I headed into the kitchen.

She came in and I washed her hair while she leaned over her kitchen sink then I sat her in a chair at the table and started my work.

“So, what’s happening in Glossop that I need to know about?” she asked.

She was probably the only woman in town who didn’t know just what that was.

This was because “the mister,” her husband, was upstairs on life support and had been since he’d had a heart attack three years ago that stopped oxygen from going to his brain.

They’d revived his body.

They couldn’t revive the rest of him.

And she didn’t have the heart to pull the plug or the insurance to keep him in a hospital bed.

She also loved him so much, she refused to leave him, terrified he’d slip away when she wasn’t around. She went to the grocery store once a week. And Pastor Keller came to her on Sunday afternoons to pray with her.

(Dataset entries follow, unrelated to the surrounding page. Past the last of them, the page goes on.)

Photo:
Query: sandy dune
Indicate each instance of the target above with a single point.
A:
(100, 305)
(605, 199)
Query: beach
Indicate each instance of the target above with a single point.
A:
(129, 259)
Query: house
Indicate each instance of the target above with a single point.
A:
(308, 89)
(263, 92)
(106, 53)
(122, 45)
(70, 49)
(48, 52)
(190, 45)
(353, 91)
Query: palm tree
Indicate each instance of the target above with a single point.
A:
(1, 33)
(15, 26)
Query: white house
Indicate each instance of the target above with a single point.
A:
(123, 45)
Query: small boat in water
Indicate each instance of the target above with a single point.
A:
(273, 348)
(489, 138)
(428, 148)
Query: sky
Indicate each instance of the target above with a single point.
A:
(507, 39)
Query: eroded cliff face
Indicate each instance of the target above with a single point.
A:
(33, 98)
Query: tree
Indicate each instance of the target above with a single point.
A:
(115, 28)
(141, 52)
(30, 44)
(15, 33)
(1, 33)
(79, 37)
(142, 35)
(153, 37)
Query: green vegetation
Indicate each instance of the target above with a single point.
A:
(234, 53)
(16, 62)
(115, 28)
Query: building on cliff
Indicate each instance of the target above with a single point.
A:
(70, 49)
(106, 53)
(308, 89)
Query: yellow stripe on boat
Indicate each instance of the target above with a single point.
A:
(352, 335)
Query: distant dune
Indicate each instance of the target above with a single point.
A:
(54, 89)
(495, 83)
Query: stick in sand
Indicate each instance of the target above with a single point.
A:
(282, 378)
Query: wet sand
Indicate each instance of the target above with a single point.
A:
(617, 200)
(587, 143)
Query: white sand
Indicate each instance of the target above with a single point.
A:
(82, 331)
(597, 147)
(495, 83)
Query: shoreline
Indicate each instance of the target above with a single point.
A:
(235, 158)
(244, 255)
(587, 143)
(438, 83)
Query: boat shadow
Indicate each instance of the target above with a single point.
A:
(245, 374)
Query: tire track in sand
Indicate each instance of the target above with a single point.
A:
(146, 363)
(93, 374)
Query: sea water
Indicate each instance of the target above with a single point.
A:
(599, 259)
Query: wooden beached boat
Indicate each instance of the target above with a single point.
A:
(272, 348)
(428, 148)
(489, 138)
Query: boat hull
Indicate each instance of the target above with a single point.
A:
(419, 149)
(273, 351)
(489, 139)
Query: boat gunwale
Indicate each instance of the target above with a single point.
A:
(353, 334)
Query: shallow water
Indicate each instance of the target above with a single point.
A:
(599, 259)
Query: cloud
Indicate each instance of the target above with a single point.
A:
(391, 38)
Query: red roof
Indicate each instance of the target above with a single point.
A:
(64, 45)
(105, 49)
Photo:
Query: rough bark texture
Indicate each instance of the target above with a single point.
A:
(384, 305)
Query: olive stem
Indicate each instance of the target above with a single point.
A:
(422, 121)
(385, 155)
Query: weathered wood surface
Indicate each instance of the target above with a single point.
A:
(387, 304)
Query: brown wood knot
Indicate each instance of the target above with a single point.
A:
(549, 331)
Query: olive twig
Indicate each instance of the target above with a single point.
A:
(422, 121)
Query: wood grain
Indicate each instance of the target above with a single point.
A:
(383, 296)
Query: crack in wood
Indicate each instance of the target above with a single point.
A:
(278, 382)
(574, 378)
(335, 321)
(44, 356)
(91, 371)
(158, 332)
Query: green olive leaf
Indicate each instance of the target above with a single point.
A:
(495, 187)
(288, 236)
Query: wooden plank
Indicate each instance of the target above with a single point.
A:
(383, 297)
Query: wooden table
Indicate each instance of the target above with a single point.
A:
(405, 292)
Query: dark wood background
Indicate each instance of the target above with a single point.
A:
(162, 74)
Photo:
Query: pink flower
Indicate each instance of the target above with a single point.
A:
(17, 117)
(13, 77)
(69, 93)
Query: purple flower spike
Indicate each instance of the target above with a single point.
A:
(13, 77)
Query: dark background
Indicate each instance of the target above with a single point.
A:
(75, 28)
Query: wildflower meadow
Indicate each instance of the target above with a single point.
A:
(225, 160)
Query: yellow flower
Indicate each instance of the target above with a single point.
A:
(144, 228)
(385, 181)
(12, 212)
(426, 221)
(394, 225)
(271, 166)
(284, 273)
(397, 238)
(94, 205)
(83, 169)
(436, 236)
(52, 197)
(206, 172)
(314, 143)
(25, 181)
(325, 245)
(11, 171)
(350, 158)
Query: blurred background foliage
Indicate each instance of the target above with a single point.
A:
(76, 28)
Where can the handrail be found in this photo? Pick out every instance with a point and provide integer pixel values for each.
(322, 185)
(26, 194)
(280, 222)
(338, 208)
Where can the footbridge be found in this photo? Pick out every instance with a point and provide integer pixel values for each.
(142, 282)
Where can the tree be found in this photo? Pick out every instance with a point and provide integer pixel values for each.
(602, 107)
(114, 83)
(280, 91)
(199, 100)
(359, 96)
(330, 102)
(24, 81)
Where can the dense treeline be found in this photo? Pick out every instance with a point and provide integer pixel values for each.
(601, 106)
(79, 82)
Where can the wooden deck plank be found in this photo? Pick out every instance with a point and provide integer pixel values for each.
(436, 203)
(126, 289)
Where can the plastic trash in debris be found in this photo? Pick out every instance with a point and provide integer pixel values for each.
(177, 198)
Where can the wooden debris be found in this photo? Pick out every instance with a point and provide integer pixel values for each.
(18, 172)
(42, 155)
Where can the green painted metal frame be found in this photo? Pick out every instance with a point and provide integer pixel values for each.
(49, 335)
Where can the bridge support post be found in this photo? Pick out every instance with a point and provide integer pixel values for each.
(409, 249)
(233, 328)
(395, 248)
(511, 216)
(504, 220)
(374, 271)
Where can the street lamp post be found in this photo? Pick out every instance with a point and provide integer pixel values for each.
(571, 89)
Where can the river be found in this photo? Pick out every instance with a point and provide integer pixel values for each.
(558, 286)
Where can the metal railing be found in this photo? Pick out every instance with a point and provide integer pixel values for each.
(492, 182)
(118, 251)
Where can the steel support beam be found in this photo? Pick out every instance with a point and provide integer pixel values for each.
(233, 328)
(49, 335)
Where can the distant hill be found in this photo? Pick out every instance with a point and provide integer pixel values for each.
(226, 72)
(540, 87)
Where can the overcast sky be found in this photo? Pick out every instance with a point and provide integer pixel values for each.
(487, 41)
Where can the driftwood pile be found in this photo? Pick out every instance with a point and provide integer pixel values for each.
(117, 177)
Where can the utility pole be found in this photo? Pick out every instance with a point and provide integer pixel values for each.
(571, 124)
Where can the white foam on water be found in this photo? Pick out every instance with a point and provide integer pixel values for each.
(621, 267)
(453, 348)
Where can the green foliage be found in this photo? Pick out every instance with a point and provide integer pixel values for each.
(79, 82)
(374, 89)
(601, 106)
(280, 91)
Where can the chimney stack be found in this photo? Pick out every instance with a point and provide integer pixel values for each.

And every two weeks, I did a wash and set.

She had other friends who visited here and there.

And she had a sleeping husband who would never wake and she’d never stop taking care of him in a bed upstairs.

It was beautifully sweet. It was tremendously sad.

It was life.

I gave her the lowdown on what I knew, including my mother, not including Hixon and Hope Drake.

“I sure hope your momma doesn’t bring her trash into the House of Beauty,” she murmured when I was done.

“She will, Mrs. W. But I’m learning that’s her way and it doesn’t have to change the way I do things.”

“She did what she did to my brother that she did to yours, darlin’,” she started quietly, “don’t think I’d be givin’ her money all these years.”

I thought about the man I’d never seen upstairs and whispered, “Yes, you would.”

She thought on that a second and whispered back, “Reckon you’re right.”

I felt the need for a subject change, for both of us.

“You want, week after next, I’ll get you an appointment with Lou at the salon. You can go on in and I’ll clear my schedule to be here for the mister,” I offered, not for the first time.

“Oh, child, that’s sweet. But maybe it ain’t right to leave Burt with a stranger. I’m sure he’ll like the look a’ you, say he wakes up. But once he gets over that, he’ll still be wondering where I am.”

He wouldn’t wake up, couldn’t. His brain was more gone than Andy’s.

Yet more evidence it was futile to hope.

Even so, for the first time, I pushed, “Maybe Pastor Keller will come sit with him.”

“I don’t think so, Greta. But you’re a good girl and it sure is nice you’d offer.”